Ivans are playing cards.
Mileses, including Solvei, are debating the wisdom of borrowing another strategy game from Bar; Mark, a voice of caution, does not know what will happen if all of them (Solvei, Mial, Miles, Milo, Stalas) all start screaming at each other in twenty directions.
And -
"Most recent set of arrivals before you has a science project they wanna do? Or at least their you wants to do? How is this the sticking point, have you already met a dozen of yourself?"
"I just want to register that I'd rather not sprout wings it sounds awkward and cosmetically troubling."
Mark and Inlaith exchange a glance. "That's not confusion, that's fear," says Mark as spokesMark. "Why is science frightening on a level sufficient to override the many other questions I'm sure you have?"
"Oh, I don't know," says the new Miles sarcastically, "how about because it gets people fucking killed?"
"This has to be a world thing," asserts Linya. "Please elaborate on how science gets people killed. We are genuinely unfamiliar except in ways which could not produce this reaction."
"I realize the conversation has moved on, but for the record, the kind of wings I'm talking about can be dematerialized and rematerialized at will, you're not stuck with them permanently," says Ashras.
"What the fuck? Unless it's science-project-related, in which case, please keep your death wish and its associated topics to yourself?" says the new Miles.
"Not that this doesn't sound better than having to have them all the time, because it does, but I don't really want to grow wings even to begin with, I don't need to identify with my firebird alt in quite that way."
"Okay - new Miles, please fill out your nametag - this does not happen in any other worlds we have met, and we have met a lot of worlds today. By being nosy about the habits and intricacies of the world around us we have tended to learn what they are, and they continue to exist quite invariantly, although they may differ world to world in some ways, allowing people to exploit them. Although there are senses in which science kills people by, for example, discovering that one of the laws of physics is 'if you do that, it will explode', or by inventing weapons, nothing like you are describing is a feature of any worlds we are from."
He writes Milan Kosorin on the nametag. "After the names on all your nametags, are those worlds?"
"I think I'd prefer something less negative if I have to walk around with it written on me," he says, and thinks for a moment, and writes down Hubris. Then he attaches the nametag to his shirt and passes the marker back.
The rest of the Miles table peers at Milan to find out what is so funny, and each break out in a grin when they see it.
"Do you definitely not recognize us?" sighs Bella. "Because if there's an us in your world we probably need to hug her or something."
"Can't say that I do, no," says Milan. "But it's a big world, is there some guarantee that I'd have met her already?"
"Not at all, but if you haven't met you you'd have a hard time getting her through the door while continuously holding it open, so it's functionally similar."
"The fact that you wrote it down right after mentioning that you were thinking of world names in terms of what you would and would not like to have written on you," says Inlaith.
"Okay, that's fair," says Milan. "...I now feel compelled to issue a general warning, in case the fact that I named my world after it is misleading: hubris gets you killed, indulge with caution."
"This is again not true of our worlds. All hubris gets me is a 'sorry, no can do, try again' from the fluffy wish-granting alien."
"Astonishingly yourself," says Milo, somewhat ungrammatically. "What's with those scars?"
"You first, what's with the radiant glow?"
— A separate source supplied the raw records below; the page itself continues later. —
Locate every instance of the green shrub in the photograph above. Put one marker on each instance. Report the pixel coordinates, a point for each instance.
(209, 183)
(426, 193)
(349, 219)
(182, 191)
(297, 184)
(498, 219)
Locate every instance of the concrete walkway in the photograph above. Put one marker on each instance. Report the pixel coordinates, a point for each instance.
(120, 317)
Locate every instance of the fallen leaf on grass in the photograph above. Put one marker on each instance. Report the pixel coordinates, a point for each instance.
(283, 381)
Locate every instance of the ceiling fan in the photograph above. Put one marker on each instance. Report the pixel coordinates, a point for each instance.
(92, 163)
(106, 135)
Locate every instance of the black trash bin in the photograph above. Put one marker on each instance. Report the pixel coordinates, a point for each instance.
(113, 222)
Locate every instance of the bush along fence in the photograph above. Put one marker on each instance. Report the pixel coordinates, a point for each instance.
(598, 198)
"Fairy blessing. Perfect health. Which is convenient because I also have a fairy curse, fragile bones, it seems like painful and disabling conditions are a theme with us."
"Hah. Nice, but I wouldn't trade you," says Milan. "My curse is that my pain never fades, but my blessing is that I always have the mental space to cope, and I can turn it up and down to my liking. For example, witness how I am currently neither suffering terrible agony nor talking like a sylph. ...If you don't have sylphs in the science fantasy planes, substitute 'four times as fast as normal'."